Josuah Slem schluckte schwer. Mit dem Handrücken wischte er sich den Schweiß aus der Stirn. Seine Augen waren groß und weit.
„Wir können nichts mehr ändern“, erwiderte er seinem Freund, wobei er keinen Blick von den Flammen ließ. „Logan hat Greathouse und vier seiner Freunde erwischt. Alle sind tot, im Kampfe niedergemacht. Der Innenbau steht in Flammen und kann jeden Augenblick einstürzen.“
„Wo um Himmelswillen sind Greathouses dreizehn Kinder?“
Josuah Slem gab keine Antwort. In den beiden Männern dämmerte eine furchtbare Ahnung auf. Nur einen Moment lang sahen sie sich in die Augen, dann sprang Sterling von seinem Pferd. Er sprach kein Wort, nahm nur sein Reittier am Zügel und gab Josuah Slem ein Zeichen, ihm zu folgen. Die beiden Männer setzten sich in Bewegung. Ein wenig später fanden sie die dreizehn Kinder des Stationswirtes, alle tot und erschlagen, von Logans furchtbarer Rache aus der Welt gebracht.

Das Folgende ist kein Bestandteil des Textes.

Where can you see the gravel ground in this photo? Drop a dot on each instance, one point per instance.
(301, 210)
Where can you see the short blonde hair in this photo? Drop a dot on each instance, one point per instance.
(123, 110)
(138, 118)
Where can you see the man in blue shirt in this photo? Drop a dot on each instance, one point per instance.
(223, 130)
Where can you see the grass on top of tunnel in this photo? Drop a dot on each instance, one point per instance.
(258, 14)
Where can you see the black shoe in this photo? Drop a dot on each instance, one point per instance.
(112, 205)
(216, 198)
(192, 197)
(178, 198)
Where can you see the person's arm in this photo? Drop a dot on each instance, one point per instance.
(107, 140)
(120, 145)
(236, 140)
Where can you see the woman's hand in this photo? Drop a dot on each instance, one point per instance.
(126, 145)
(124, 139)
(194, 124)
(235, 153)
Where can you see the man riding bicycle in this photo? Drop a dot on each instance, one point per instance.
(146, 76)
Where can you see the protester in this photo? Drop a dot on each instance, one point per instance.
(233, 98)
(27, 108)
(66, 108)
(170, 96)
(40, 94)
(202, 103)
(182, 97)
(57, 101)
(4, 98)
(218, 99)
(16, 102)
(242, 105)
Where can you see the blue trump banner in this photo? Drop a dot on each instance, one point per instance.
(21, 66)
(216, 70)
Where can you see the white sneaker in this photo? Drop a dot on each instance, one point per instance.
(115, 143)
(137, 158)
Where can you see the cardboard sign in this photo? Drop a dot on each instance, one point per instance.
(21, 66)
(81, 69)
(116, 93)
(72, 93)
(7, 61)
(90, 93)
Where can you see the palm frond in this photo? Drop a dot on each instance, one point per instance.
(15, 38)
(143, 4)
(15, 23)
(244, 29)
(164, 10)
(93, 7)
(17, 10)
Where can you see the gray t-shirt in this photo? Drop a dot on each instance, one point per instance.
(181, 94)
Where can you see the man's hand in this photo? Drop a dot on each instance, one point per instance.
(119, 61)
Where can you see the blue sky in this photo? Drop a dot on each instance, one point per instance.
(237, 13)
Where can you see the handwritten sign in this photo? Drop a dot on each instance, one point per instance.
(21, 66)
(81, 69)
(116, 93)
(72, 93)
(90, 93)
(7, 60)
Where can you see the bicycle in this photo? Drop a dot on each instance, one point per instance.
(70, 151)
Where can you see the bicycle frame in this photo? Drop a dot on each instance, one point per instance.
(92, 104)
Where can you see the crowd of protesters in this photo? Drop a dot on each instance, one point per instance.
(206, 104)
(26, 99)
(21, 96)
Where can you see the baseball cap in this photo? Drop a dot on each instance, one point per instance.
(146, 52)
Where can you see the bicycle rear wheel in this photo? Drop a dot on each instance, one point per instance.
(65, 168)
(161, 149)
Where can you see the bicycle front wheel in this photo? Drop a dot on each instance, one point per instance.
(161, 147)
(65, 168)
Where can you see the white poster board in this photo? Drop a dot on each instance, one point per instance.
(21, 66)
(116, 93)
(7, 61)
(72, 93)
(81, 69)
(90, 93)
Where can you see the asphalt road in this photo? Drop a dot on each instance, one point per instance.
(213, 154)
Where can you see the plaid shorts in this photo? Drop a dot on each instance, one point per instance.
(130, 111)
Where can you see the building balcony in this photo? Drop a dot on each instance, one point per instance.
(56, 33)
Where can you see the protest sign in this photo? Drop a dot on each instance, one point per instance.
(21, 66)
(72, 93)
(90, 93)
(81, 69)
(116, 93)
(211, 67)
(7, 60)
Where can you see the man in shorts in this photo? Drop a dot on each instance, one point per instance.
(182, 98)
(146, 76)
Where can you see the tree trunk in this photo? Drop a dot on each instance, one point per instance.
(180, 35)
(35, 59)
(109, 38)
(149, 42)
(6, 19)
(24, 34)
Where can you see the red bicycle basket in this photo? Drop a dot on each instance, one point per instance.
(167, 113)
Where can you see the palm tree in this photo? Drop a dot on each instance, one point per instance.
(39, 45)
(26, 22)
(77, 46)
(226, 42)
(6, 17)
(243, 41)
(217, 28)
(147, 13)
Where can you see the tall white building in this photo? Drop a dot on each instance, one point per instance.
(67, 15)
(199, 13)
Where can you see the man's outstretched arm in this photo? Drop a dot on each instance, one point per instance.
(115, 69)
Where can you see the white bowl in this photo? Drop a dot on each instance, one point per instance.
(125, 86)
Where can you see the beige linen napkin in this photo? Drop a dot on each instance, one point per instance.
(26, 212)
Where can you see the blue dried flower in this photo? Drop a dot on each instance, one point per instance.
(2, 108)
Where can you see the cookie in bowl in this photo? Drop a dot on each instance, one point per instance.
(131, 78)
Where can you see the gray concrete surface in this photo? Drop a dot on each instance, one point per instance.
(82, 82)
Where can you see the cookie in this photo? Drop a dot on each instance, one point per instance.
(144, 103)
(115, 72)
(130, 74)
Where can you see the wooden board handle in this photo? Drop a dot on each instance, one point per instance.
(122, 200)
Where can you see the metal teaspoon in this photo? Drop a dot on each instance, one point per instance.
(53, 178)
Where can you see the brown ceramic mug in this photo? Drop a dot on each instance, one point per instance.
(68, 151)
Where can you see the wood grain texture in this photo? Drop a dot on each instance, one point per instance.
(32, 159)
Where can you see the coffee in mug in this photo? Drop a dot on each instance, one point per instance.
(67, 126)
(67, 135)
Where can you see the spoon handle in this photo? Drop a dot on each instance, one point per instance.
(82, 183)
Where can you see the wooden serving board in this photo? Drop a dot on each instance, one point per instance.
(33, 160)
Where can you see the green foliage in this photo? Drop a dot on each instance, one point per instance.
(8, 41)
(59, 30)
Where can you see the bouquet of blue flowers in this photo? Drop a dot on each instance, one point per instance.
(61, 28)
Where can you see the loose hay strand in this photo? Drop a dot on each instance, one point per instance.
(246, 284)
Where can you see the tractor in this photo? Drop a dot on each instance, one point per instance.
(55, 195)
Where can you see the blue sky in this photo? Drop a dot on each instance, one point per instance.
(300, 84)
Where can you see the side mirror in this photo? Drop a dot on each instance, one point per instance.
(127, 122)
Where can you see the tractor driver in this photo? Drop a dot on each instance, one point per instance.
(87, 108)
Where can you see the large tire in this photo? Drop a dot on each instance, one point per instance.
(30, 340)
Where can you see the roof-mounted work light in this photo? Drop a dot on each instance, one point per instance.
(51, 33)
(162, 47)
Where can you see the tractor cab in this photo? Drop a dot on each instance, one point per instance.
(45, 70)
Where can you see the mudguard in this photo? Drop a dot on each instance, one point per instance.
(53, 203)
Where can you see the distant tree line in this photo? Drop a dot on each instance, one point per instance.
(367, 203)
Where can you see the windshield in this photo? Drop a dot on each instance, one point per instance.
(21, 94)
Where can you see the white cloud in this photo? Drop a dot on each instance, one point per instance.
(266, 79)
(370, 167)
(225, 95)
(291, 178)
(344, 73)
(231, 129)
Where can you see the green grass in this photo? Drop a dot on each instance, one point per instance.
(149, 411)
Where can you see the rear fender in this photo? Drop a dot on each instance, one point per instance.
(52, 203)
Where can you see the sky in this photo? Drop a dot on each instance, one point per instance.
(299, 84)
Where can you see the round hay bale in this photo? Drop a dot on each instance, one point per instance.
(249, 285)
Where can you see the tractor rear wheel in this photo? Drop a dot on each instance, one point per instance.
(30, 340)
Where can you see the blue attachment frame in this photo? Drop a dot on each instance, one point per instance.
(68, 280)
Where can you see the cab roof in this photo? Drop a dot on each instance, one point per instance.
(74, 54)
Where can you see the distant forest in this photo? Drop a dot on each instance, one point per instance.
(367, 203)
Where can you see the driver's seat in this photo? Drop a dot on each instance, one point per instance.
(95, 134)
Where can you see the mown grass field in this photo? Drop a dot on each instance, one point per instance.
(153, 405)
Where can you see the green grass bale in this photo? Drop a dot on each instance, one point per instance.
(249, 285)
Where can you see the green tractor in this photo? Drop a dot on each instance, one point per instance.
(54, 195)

„Gott sei allen gnädig!“, murmelte Sterling erschüttert. „Das Leid ist über die Grenze gekommen. Verschwinden wir hier, ändern können wir nichts mehr.“ Ein kalter Schauer flutete Sterling über den Rücken. Die Rache Logans war entsetzlich. Der Himmel mochte wissen, was in diesem Manne vor sich ging, der allein den schwarzen Pfad gegangen war, der so furchtbar wütete, dass einen das Grauen anfliegen konnte. Noch nie in seinem Leben hatte Sterling sich so einsam und alt, so müde und zerschlagen gefühlt.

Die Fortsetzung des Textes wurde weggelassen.